Wired's Klint Finley reported, "Oracle has announced that it will acquire Nimbula, a company founded by former Amazon vice president of engineering Chris Pinkham. Nimbula sells software to companies that want to build Amazon-style cloud services inside their own data centers." He added, "Nimbula was founded in 2009, and it had a nice pedigree.

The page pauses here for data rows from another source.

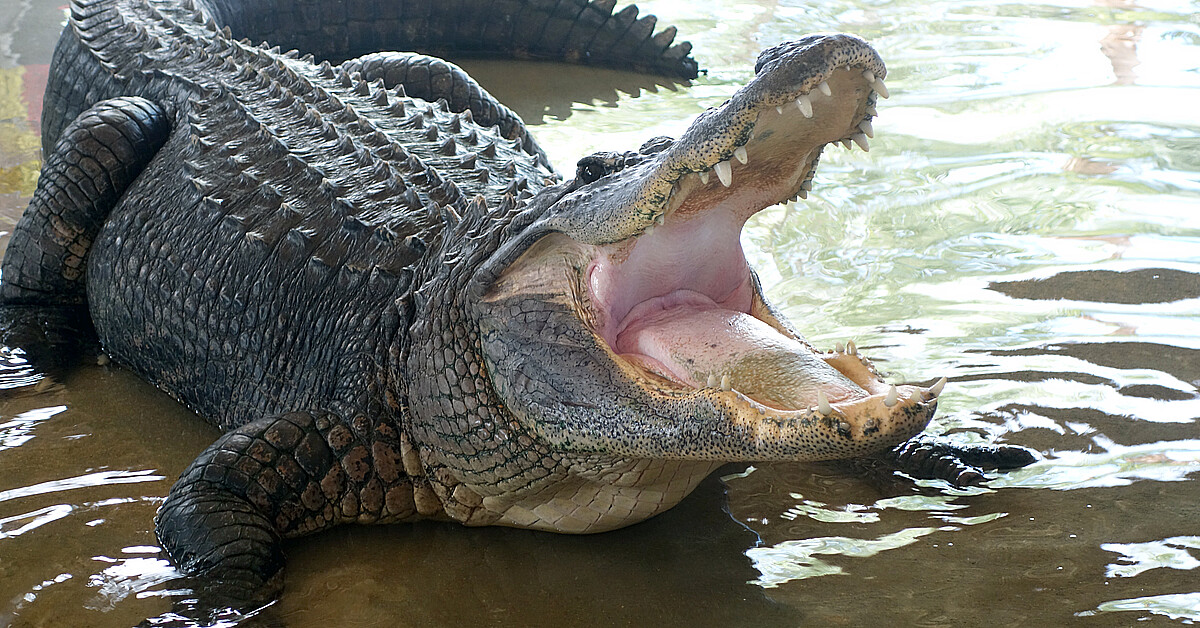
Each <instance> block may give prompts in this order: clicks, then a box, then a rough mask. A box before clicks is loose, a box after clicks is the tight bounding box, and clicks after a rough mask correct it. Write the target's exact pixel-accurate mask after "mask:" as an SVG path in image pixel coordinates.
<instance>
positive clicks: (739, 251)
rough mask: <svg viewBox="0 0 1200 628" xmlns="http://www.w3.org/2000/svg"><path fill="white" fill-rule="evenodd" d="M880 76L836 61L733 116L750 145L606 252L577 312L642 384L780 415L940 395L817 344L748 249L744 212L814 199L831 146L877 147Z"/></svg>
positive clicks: (934, 396) (850, 407)
mask: <svg viewBox="0 0 1200 628" xmlns="http://www.w3.org/2000/svg"><path fill="white" fill-rule="evenodd" d="M882 73H883V68H882V64H877V65H875V64H870V62H864V64H862V65H841V66H836V67H833V68H832V70H829V71H827V72H826V73H822V74H820V76H816V77H811V79H810V80H809V82H808V83H806V86H808V89H805V88H804V86H802V88H799V89H797V90H796V91H792V92H785V94H776V95H775V96H774V97H772V98H767V100H763V101H762V102H760V103H758V106H757V107H755V108H754V109H750V110H745V112H739V115H740V116H742V118H744V119H750V118H752V121H750V122H749V126H748V128H745V130H739V133H737V134H739V136H740V137H744V138H745V139H744V140H743V142H740V143H737V142H734V143H732V146H728V145H727V146H725V149H726V150H730V151H731V152H732V154H731V155H728V156H725V155H718V156H725V159H720V160H715V161H712V162H710V163H707V167H700V168H695V167H692V168H694V172H686V173H684V174H682V175H680V177H678V178H677V179H674V181H673V183H672V186H671V193H670V199H668V201H667V202H666V204H665V209H664V210H662V211H661V213H660V214H658V215H656V216H655V217H654V220H653V221H652V222H650V223H649V225H648V226H647V227H646V228H644V231H642V232H641V233H640V234H637V235H635V237H632V238H629V239H625V240H622V241H618V243H614V244H610V245H604V246H599V247H598V253H596V255H595V256H594V257H593V259H592V262H590V264H588V267H587V269H586V271H584V277H583V283H584V285H583V286H582V287H581V288H582V289H581V291H580V293H581V294H586V295H587V303H584V304H581V307H583V309H587V310H588V312H589V313H590V324H592V328H593V331H594V334H595V335H596V336H599V337H600V339H601V340H602V341H604V342H605V343H606V345H607V346H608V347H610V349H611V351H612V353H613V354H614V359H617V360H620V361H623V363H625V364H628V365H629V367H630V370H631V371H634V372H635V373H636V375H637V377H640V378H641V379H642V381H643V382H644V384H643V385H649V387H655V388H658V389H660V390H662V391H667V390H677V391H691V390H708V391H710V393H715V394H720V393H725V394H727V395H730V396H731V397H733V399H734V400H736V401H737V402H738V403H739V405H744V406H748V407H749V408H751V409H754V411H756V412H758V413H760V414H767V413H769V414H773V415H776V417H780V418H784V417H796V415H811V414H814V413H815V414H816V415H820V417H826V418H829V419H838V418H839V417H847V415H857V417H875V415H887V414H892V413H893V412H895V411H896V408H898V407H899V406H901V403H904V405H913V403H917V405H926V403H930V402H931V401H932V400H934V399H935V397H936V396H937V394H938V393H940V391H941V387H942V384H943V382H938V383H937V384H935V385H934V387H930V388H929V389H923V390H922V389H916V388H913V387H896V385H890V384H887V383H884V382H883V381H882V378H881V377H880V376H878V373H877V372H876V371H875V370H874V367H872V366H871V365H870V363H869V361H866V360H865V359H863V358H860V357H859V355H858V354H857V349H856V348H854V345H853V342H850V343H848V345H846V346H840V347H836V348H835V349H834V351H832V352H828V353H821V352H817V351H815V349H814V348H812V347H811V346H810V345H809V343H808V342H805V341H804V340H803V337H800V336H799V335H798V334H797V333H796V331H794V330H792V329H791V327H790V325H788V324H787V323H786V322H784V321H781V319H780V318H779V317H776V316H775V315H774V313H773V311H772V309H770V307H769V305H767V303H766V301H764V300H763V299H762V297H761V294H760V291H758V287H757V285H756V279H755V276H754V274H752V273H751V270H750V268H749V265H748V263H746V261H745V256H744V253H743V251H742V245H740V232H742V227H743V226H744V225H745V222H746V220H748V219H749V217H750V216H752V215H754V214H756V213H758V211H761V210H762V209H764V208H767V207H770V205H774V204H778V203H781V202H786V201H788V199H794V198H806V196H808V191H809V190H811V189H812V175H814V173H815V168H816V165H817V161H818V157H820V155H821V151H822V150H823V149H824V146H826V145H827V144H829V143H834V142H840V143H842V144H844V145H845V146H847V148H851V146H853V145H858V146H859V148H862V149H863V150H869V143H868V142H869V138H870V137H874V130H872V127H871V119H872V118H874V116H875V115H876V112H875V100H876V97H877V96H880V95H882V96H884V97H886V96H887V86H886V85H884V84H883V80H882V78H880V76H882ZM727 104H728V103H727ZM702 166H706V165H704V163H702ZM865 429H870V425H865Z"/></svg>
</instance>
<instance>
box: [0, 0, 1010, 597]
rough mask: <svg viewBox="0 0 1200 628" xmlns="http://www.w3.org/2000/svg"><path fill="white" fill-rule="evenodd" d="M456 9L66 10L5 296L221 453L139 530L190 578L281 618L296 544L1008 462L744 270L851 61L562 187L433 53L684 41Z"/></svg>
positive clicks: (861, 125)
mask: <svg viewBox="0 0 1200 628" xmlns="http://www.w3.org/2000/svg"><path fill="white" fill-rule="evenodd" d="M460 5H463V2H424V1H419V0H416V1H409V2H376V1H360V0H353V1H350V0H348V1H346V2H337V4H334V2H318V1H313V0H302V1H296V0H257V1H246V0H244V1H230V0H152V1H146V0H72V2H71V6H70V12H71V14H70V22H68V25H67V28H66V29H65V31H64V34H62V36H61V38H60V41H59V44H58V48H56V50H55V54H54V60H53V65H52V71H50V79H49V84H48V88H47V94H46V100H44V103H46V104H44V107H46V110H44V114H43V130H42V132H43V145H44V150H46V155H47V159H46V162H44V166H43V169H42V173H41V178H40V181H38V185H37V189H36V191H35V195H34V198H32V201H31V202H30V204H29V208H28V209H26V211H25V213H24V215H23V216H22V219H20V222H19V223H18V226H17V228H16V229H14V233H13V237H12V240H11V244H10V245H8V250H7V252H6V256H5V258H4V265H2V279H4V281H2V283H0V299H2V304H4V306H5V307H6V309H10V310H17V309H25V310H28V309H34V311H38V312H44V311H52V310H53V311H59V310H68V309H74V310H77V311H83V312H84V316H85V318H86V321H88V323H89V324H90V325H91V328H92V329H94V331H95V334H96V337H98V340H100V341H101V343H102V346H103V348H104V351H106V352H107V354H108V355H110V357H112V359H113V360H115V361H118V363H119V364H122V365H125V366H126V367H128V369H131V370H133V371H136V372H137V373H139V375H140V376H142V377H144V378H146V379H148V381H150V382H152V383H154V384H156V385H157V387H158V388H161V389H162V390H164V391H167V393H168V394H170V395H173V396H174V397H175V399H178V400H179V401H180V402H182V403H185V405H187V406H188V407H190V408H192V409H194V412H196V413H197V414H199V415H200V417H203V418H204V419H205V420H208V421H210V423H211V424H214V425H216V426H218V427H220V429H222V430H223V436H222V437H221V438H220V439H217V441H216V442H215V443H214V444H212V445H211V447H210V448H209V449H206V450H205V451H203V453H202V454H200V455H199V457H197V459H196V460H194V461H193V462H192V463H191V465H190V466H188V467H187V468H186V471H184V473H182V474H181V476H180V478H179V480H178V482H176V483H175V484H174V486H173V488H172V489H170V492H169V495H168V496H167V498H166V501H164V503H163V504H162V507H161V509H160V512H158V515H157V519H156V531H157V537H158V540H160V543H161V545H162V548H163V550H164V551H166V554H167V555H168V556H169V558H170V560H172V561H173V562H174V563H175V564H176V566H178V567H179V568H180V569H181V570H182V572H184V573H187V574H197V576H198V579H200V580H204V581H208V582H211V584H212V585H211V586H212V587H214V590H218V591H223V592H224V593H227V594H229V596H238V594H241V596H246V599H248V596H250V594H251V593H253V594H254V596H265V597H271V596H274V594H276V593H277V591H278V588H280V582H281V574H282V567H283V555H282V550H281V539H284V538H290V537H298V536H301V534H307V533H312V532H317V531H320V530H326V528H329V527H332V526H337V525H341V524H347V522H360V524H385V522H398V521H413V520H418V519H437V520H445V521H457V522H461V524H464V525H468V526H488V525H497V526H514V527H522V528H532V530H540V531H553V532H564V533H590V532H602V531H608V530H613V528H619V527H622V526H628V525H631V524H635V522H637V521H642V520H644V519H647V518H650V516H653V515H655V514H656V513H661V512H664V510H666V509H668V508H671V507H672V506H674V504H676V503H678V502H679V501H680V500H682V498H683V497H684V496H686V495H688V494H689V492H690V491H691V490H692V489H694V488H695V486H696V485H697V483H698V482H700V480H701V479H702V478H704V477H706V476H708V474H709V473H712V472H713V471H714V469H715V468H716V467H718V466H720V465H722V463H725V462H730V461H772V460H776V461H816V460H832V459H856V457H863V456H871V455H875V454H876V453H878V451H889V450H890V451H892V454H890V455H892V457H893V459H895V460H896V461H898V462H901V463H902V462H908V463H911V465H913V466H914V468H917V467H920V468H926V469H934V471H936V473H937V474H938V476H941V477H946V478H949V479H952V480H955V482H959V483H972V482H978V480H980V479H982V478H983V471H982V468H977V467H982V466H990V467H1001V468H1007V467H1010V466H1020V465H1022V463H1026V462H1027V461H1028V460H1027V459H1025V457H1022V455H1024V454H1025V453H1024V451H1016V453H1015V454H1014V449H1013V448H1004V449H995V450H990V449H989V450H985V451H983V453H980V451H978V450H976V451H974V457H972V456H971V455H968V454H972V451H965V450H962V449H956V448H953V447H950V445H947V444H938V443H936V442H931V441H929V439H928V438H926V437H919V436H918V435H919V433H920V432H922V431H923V430H924V427H925V426H926V423H928V421H929V420H930V418H931V415H932V414H934V412H935V409H936V407H937V399H938V394H940V393H941V390H942V387H943V384H944V383H946V379H944V378H942V379H940V381H937V382H931V383H929V384H924V385H895V384H889V383H887V382H886V381H884V379H883V377H881V375H880V373H878V371H877V370H876V369H875V366H874V365H872V364H871V363H870V361H869V360H868V359H866V358H864V357H863V355H862V354H860V353H859V352H858V349H857V347H856V346H854V345H853V342H848V343H846V345H844V346H842V345H839V346H836V347H834V349H833V351H818V349H816V348H814V347H812V346H811V345H810V343H809V342H808V341H805V340H804V337H803V336H802V335H800V334H799V333H798V331H797V330H796V329H794V328H793V325H792V324H791V323H790V322H788V321H787V319H786V318H785V317H784V316H781V315H780V312H779V311H776V310H775V309H774V307H773V306H772V305H770V303H769V301H768V300H767V299H766V298H764V297H763V293H762V286H761V285H760V281H758V279H757V276H756V274H755V273H754V271H752V270H751V269H750V267H749V265H748V263H746V259H745V256H744V255H743V251H742V246H740V244H739V234H740V229H742V226H743V225H744V223H745V221H746V220H748V219H749V217H750V216H751V215H754V214H755V213H757V211H760V210H762V209H764V208H767V207H769V205H773V204H776V203H781V202H786V201H788V199H797V198H805V197H806V195H808V191H809V190H811V186H812V177H814V172H815V168H816V166H817V161H818V157H820V155H821V152H822V150H823V148H824V146H826V145H828V144H832V143H839V142H841V143H845V144H847V148H848V145H852V144H858V145H860V146H862V148H863V149H866V148H868V138H869V137H872V128H871V119H872V118H874V116H875V115H876V110H875V104H876V98H877V97H878V96H887V94H888V91H887V86H886V85H884V83H883V80H884V77H886V74H887V70H886V68H884V65H883V61H882V60H881V58H880V55H878V54H877V53H876V52H875V50H874V49H872V48H871V47H870V46H869V44H868V43H866V42H864V41H863V40H860V38H858V37H854V36H851V35H833V34H830V35H812V36H805V37H802V38H798V40H794V41H790V42H785V43H780V44H778V46H774V47H772V48H769V49H767V50H764V52H763V53H762V54H761V55H760V56H758V60H757V64H756V66H755V77H754V79H752V80H750V82H749V83H748V84H746V85H745V86H743V88H742V89H740V90H738V91H737V92H736V94H734V95H733V96H731V97H730V98H728V101H726V102H725V103H724V104H722V106H720V107H715V108H712V109H709V110H707V112H704V113H702V114H701V115H700V116H697V118H696V119H695V121H694V122H691V125H690V126H689V127H688V130H686V131H685V132H684V133H683V134H682V136H680V137H679V138H678V139H672V138H666V137H656V138H652V139H648V140H647V142H646V143H644V144H642V145H641V146H640V148H638V149H637V150H630V151H613V152H596V154H592V155H587V156H583V157H582V159H581V160H580V161H578V166H577V171H576V173H575V175H574V178H570V179H564V178H562V177H559V175H558V174H557V173H556V172H554V171H553V168H552V167H551V166H550V163H548V161H547V159H546V156H545V152H544V151H542V150H541V149H540V148H539V146H538V144H536V140H535V139H534V138H533V137H532V136H530V133H529V132H528V130H527V128H526V126H524V124H523V122H522V121H521V119H520V116H517V115H516V114H515V113H514V112H511V110H510V109H508V108H506V107H504V106H503V104H500V103H499V102H497V101H496V98H493V97H492V96H491V95H490V94H488V92H487V91H486V90H484V89H482V88H481V86H480V85H479V84H478V83H476V82H474V80H473V79H472V78H470V77H469V76H468V74H467V73H466V72H464V71H462V70H461V68H460V67H458V66H455V65H452V64H450V62H448V61H445V60H443V59H440V58H438V56H431V55H430V53H437V54H450V55H454V54H458V55H484V56H488V55H492V56H512V58H521V59H539V60H558V61H571V62H580V64H590V65H598V66H608V67H619V68H625V70H635V71H641V72H650V73H658V74H665V76H670V77H676V78H679V79H688V78H694V77H696V74H697V65H696V61H695V60H694V59H692V58H691V56H690V54H689V53H690V46H689V44H688V43H673V38H674V35H676V30H674V29H673V28H667V29H665V30H660V31H658V32H655V31H654V30H655V19H654V17H653V16H648V17H641V18H638V17H637V8H636V7H632V6H630V7H626V8H624V10H622V11H618V12H613V1H612V0H595V1H592V2H587V1H586V0H560V1H548V0H545V1H542V0H532V1H528V2H516V1H512V2H484V4H480V6H473V7H469V8H468V7H463V6H460ZM234 31H236V34H238V35H239V36H241V37H242V38H235V35H234ZM258 40H265V41H268V42H271V43H278V42H287V43H290V44H294V46H296V47H298V48H304V49H306V50H307V52H308V54H305V55H304V56H301V55H300V53H299V52H296V50H292V52H281V50H280V48H277V47H270V44H268V43H262V44H254V43H252V41H258ZM391 49H406V50H418V52H410V53H392V52H379V50H391ZM318 59H320V61H318ZM331 60H332V61H334V62H330V61H331ZM23 311H24V310H23ZM930 443H932V444H930Z"/></svg>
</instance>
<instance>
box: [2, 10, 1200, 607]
mask: <svg viewBox="0 0 1200 628" xmlns="http://www.w3.org/2000/svg"><path fill="white" fill-rule="evenodd" d="M61 4H62V0H50V1H47V0H0V228H6V226H8V225H11V223H12V222H13V221H14V220H16V216H17V215H18V214H19V211H20V209H23V207H24V204H25V202H26V201H28V196H29V193H30V191H31V189H32V184H34V180H35V179H34V178H35V177H36V171H37V139H36V136H35V134H34V131H32V130H35V128H36V127H37V124H36V121H30V120H31V118H32V116H36V110H37V103H36V101H37V100H38V98H40V89H41V83H40V82H41V80H43V79H42V78H41V77H43V76H44V65H43V64H46V62H47V60H48V58H49V52H50V49H52V46H53V41H54V38H55V36H54V35H53V32H55V31H56V30H58V26H56V24H58V23H59V22H60V20H61V11H60V7H59V6H58V5H61ZM642 6H643V7H644V8H647V10H649V11H652V12H655V13H658V14H659V16H660V18H662V22H670V23H674V24H677V25H678V26H679V30H680V32H683V34H685V35H686V36H688V38H690V40H691V41H692V42H694V43H695V44H696V56H697V59H698V60H700V61H701V65H702V67H707V68H708V74H707V76H704V77H702V78H701V79H700V80H697V82H695V84H692V85H685V86H680V85H667V84H662V83H655V82H654V80H653V79H646V78H642V77H632V76H628V74H619V73H613V72H595V71H587V70H560V68H553V67H547V66H533V65H521V66H517V67H516V70H512V67H511V66H504V65H500V64H491V62H487V64H480V62H468V64H464V65H467V66H468V67H469V68H472V71H473V72H475V73H476V74H478V76H479V77H480V78H481V80H482V82H484V83H485V85H487V86H490V88H491V89H493V91H494V92H496V94H497V95H498V96H499V97H500V100H504V101H506V102H509V103H511V104H515V106H516V107H517V108H518V110H520V112H521V113H522V115H524V116H526V119H527V120H528V121H530V122H534V124H538V125H539V126H538V128H536V134H538V137H539V138H540V139H541V142H542V144H544V145H545V146H546V148H547V149H548V150H550V152H551V154H552V156H553V157H554V159H556V162H557V163H559V165H560V169H568V171H569V169H570V166H571V163H572V162H574V160H575V159H576V157H577V156H578V155H581V154H583V152H586V151H589V150H593V149H626V148H631V146H636V145H637V144H638V143H640V142H641V140H642V139H644V138H646V137H649V136H652V134H671V133H676V132H678V131H679V130H682V128H683V127H684V126H685V124H686V121H688V120H689V118H690V116H692V115H695V114H696V113H698V112H701V110H702V109H703V108H704V107H708V106H713V104H719V103H720V102H721V101H722V100H724V98H725V97H726V96H727V95H728V94H732V92H733V90H736V89H737V86H738V85H739V84H742V83H743V82H745V80H746V79H748V78H749V76H750V72H751V67H752V60H754V58H755V55H756V53H757V50H758V49H761V48H762V47H766V46H769V44H772V43H775V42H778V41H781V40H784V38H787V37H790V36H793V35H799V34H805V32H810V31H815V30H842V31H850V32H857V34H859V35H863V36H864V37H866V38H868V40H870V41H871V42H872V43H874V44H875V46H876V47H877V49H878V50H880V52H881V54H882V55H883V58H884V59H886V60H887V64H888V67H889V73H888V85H889V86H890V89H892V94H893V97H892V98H890V100H888V101H883V102H881V106H880V113H881V116H880V118H878V119H877V120H876V124H875V130H876V139H874V140H872V148H871V151H870V154H864V152H862V151H859V150H857V149H856V150H854V151H845V150H842V149H840V148H838V149H830V150H828V151H827V154H826V159H824V160H823V161H822V166H821V169H820V172H818V174H817V180H816V190H815V192H814V193H812V195H811V196H810V199H809V201H808V202H806V203H800V204H796V205H787V207H779V208H774V209H770V210H767V211H764V213H763V214H762V215H761V216H758V217H757V219H756V220H755V221H754V222H752V223H751V226H750V227H749V228H748V231H746V234H745V243H746V246H748V250H749V255H750V256H751V259H752V262H754V263H755V265H756V268H757V269H758V271H760V274H761V276H762V277H763V280H764V282H766V283H767V285H768V286H770V294H772V297H773V298H774V299H775V301H776V303H778V304H779V305H780V306H781V307H782V309H784V310H785V311H786V313H787V315H790V316H791V318H792V319H793V321H796V322H797V324H798V325H799V327H800V328H802V329H804V330H806V331H808V333H809V335H810V337H811V339H812V340H814V341H816V343H817V345H818V346H830V345H832V343H834V342H836V341H844V340H846V339H854V340H856V342H857V343H858V345H859V346H860V347H864V349H865V352H866V353H868V354H870V355H871V357H872V358H875V359H876V360H877V363H880V364H881V365H882V366H883V367H884V369H886V370H887V371H889V373H890V377H892V378H893V379H894V381H907V382H926V383H928V382H931V381H932V379H934V378H936V377H940V376H942V375H946V376H948V377H949V378H950V384H949V387H948V388H947V391H946V394H944V395H943V397H942V399H943V401H942V403H941V409H940V413H938V417H937V419H936V420H935V423H934V424H932V425H931V427H930V430H931V431H935V432H944V433H947V435H948V437H949V438H953V439H958V441H1004V442H1013V443H1020V444H1026V445H1030V447H1033V448H1037V449H1038V450H1040V451H1042V453H1043V454H1044V455H1045V460H1044V461H1043V462H1039V463H1037V465H1034V466H1033V467H1030V468H1027V469H1024V471H1020V472H1016V473H1012V474H1008V476H1004V477H1002V478H1000V479H997V480H996V482H994V483H991V485H990V488H989V489H979V490H970V491H958V490H949V489H947V488H944V486H943V485H938V484H930V485H926V486H924V488H914V486H913V485H912V483H908V482H905V480H896V479H893V478H881V477H875V476H866V474H863V473H858V472H854V471H853V469H846V468H840V467H830V466H811V465H770V466H760V467H757V468H751V469H745V471H744V467H731V468H727V469H726V471H725V473H726V474H727V476H726V484H725V486H727V492H728V495H727V496H725V495H722V491H724V490H725V486H722V485H721V484H720V483H718V482H716V479H715V478H714V479H713V480H710V482H709V483H706V484H704V485H703V486H702V488H701V489H700V490H698V491H697V492H696V494H695V495H694V496H692V497H691V498H689V500H688V501H685V503H684V504H682V506H680V507H678V508H677V509H674V510H672V512H670V513H667V514H666V515H662V516H660V518H658V519H655V520H652V521H649V522H647V524H643V525H638V526H634V527H632V528H629V530H624V531H619V532H614V533H608V534H601V536H594V537H582V538H572V537H562V536H552V534H541V533H530V532H523V531H512V530H466V528H461V527H456V526H448V525H416V526H388V527H346V528H341V530H337V531H335V532H332V533H329V534H323V536H319V537H314V538H310V539H304V540H301V542H296V543H293V544H290V545H289V546H288V551H289V558H290V562H289V566H288V569H289V573H288V590H287V593H286V594H284V597H283V599H282V600H281V602H280V603H278V604H277V605H276V606H275V608H272V609H270V610H269V611H268V618H269V620H270V621H280V622H282V623H284V624H287V626H295V627H301V626H589V624H623V626H868V624H886V626H989V627H992V626H1022V627H1025V626H1082V627H1093V626H1105V627H1106V626H1133V624H1138V626H1142V624H1151V626H1154V624H1180V623H1194V622H1196V621H1200V572H1198V570H1196V568H1198V567H1200V483H1198V482H1196V479H1198V473H1196V472H1198V471H1200V423H1198V417H1200V394H1198V387H1200V299H1198V297H1200V17H1198V16H1200V2H1198V1H1190V2H1187V1H1145V2H1134V1H1121V0H1108V1H1097V2H1087V1H1069V0H1064V1H1062V2H1058V4H1049V2H1044V4H1009V2H1000V1H967V2H964V1H953V2H952V1H925V2H913V1H907V2H884V1H878V0H876V1H862V2H839V1H821V2H780V4H774V2H767V1H762V0H758V1H744V2H734V1H724V0H708V1H706V2H695V4H685V2H667V1H656V2H646V4H643V5H642ZM701 7H702V8H701ZM30 101H35V102H30ZM214 437H215V432H214V431H212V430H211V429H210V427H208V426H205V425H204V424H203V423H202V421H200V420H199V419H197V418H194V417H192V415H190V414H188V413H187V412H185V411H184V409H181V408H180V407H178V406H176V405H174V403H173V402H172V401H170V400H168V399H166V397H164V396H163V395H161V394H157V393H156V391H155V390H154V389H151V388H150V387H148V385H146V384H143V383H140V382H139V381H137V379H136V378H133V377H132V376H130V375H128V373H126V372H124V371H122V370H120V369H119V367H115V366H103V367H101V366H96V367H91V369H86V370H84V371H82V372H79V373H78V375H76V376H74V377H72V378H70V379H67V381H66V382H64V383H62V385H60V387H56V388H54V389H52V390H49V391H46V393H42V394H40V395H36V396H25V397H20V399H16V400H10V401H4V402H0V624H6V623H11V624H13V626H20V627H26V626H97V627H101V626H103V627H107V626H128V624H132V623H136V622H138V621H140V620H142V618H144V617H149V616H156V615H160V614H163V612H166V611H168V610H169V605H170V599H172V593H173V591H175V590H176V588H178V587H180V586H182V585H181V584H180V582H179V581H178V580H173V576H174V573H173V572H172V570H170V568H169V567H168V566H167V564H166V563H164V562H162V561H161V560H160V558H158V557H157V548H156V546H155V539H154V533H152V516H154V512H155V509H156V508H157V506H158V503H160V502H161V500H162V496H164V495H166V492H167V490H168V488H169V485H170V483H172V480H173V478H174V477H175V476H176V474H178V473H179V472H180V471H181V469H182V468H184V466H185V465H187V463H188V461H191V459H192V457H193V456H194V455H196V454H197V453H199V451H200V450H202V449H203V448H204V447H205V445H208V443H209V442H211V439H212V438H214Z"/></svg>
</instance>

Pinkham oversaw Amazon’s vast infrastructure for many years, and he led the team that originally built the Amazon Elastic Compute Cloud, or EC2, one of the Amazon Web Services that has taken the tech world by storm."
VentureBeat quoted Oracle's statement, which said, "Nimbula’s technology helps companies manage infrastructure resources to deliver service, quality, and availability, as well as workloads in private and hybrid cloud environments. Nimbula’s product is complementary to Oracle and is expected to be integrated with Oracle’s cloud offerings."
InformationWeek's Charles Babcock added, "Nimbula produces what It calls a cloud operating system, Nimbula Director, which orchestrates and manages the functions of a public cloud, including provisioning, tracking and chargeback of cloud workloads. One potential implication of the move is to bring Oracle into alignment with the open source cloud software, OpenStack, since one of Nimbula's most recent moves was to convert Director into an orchestrator of OpenStack components."
TechCrunch's Alex Williams commented, "By proxy, Oracle will have a place set for it at the OpenStack table. They’ll look across at other enterprise giants, such as VMware, which also by proxy joined OpenStack when it acquired Nicira. HP, Dell and IBM are members of OpenStack, as well. More so, Oracle really could use the Nimbula technology and the people who created it. Nimbula was founded by the developers of Amazon EC2. With people like that on your team it makes more sense that Oracle has thoughts about changing its strategy to focus on building something in the likeness of AWS."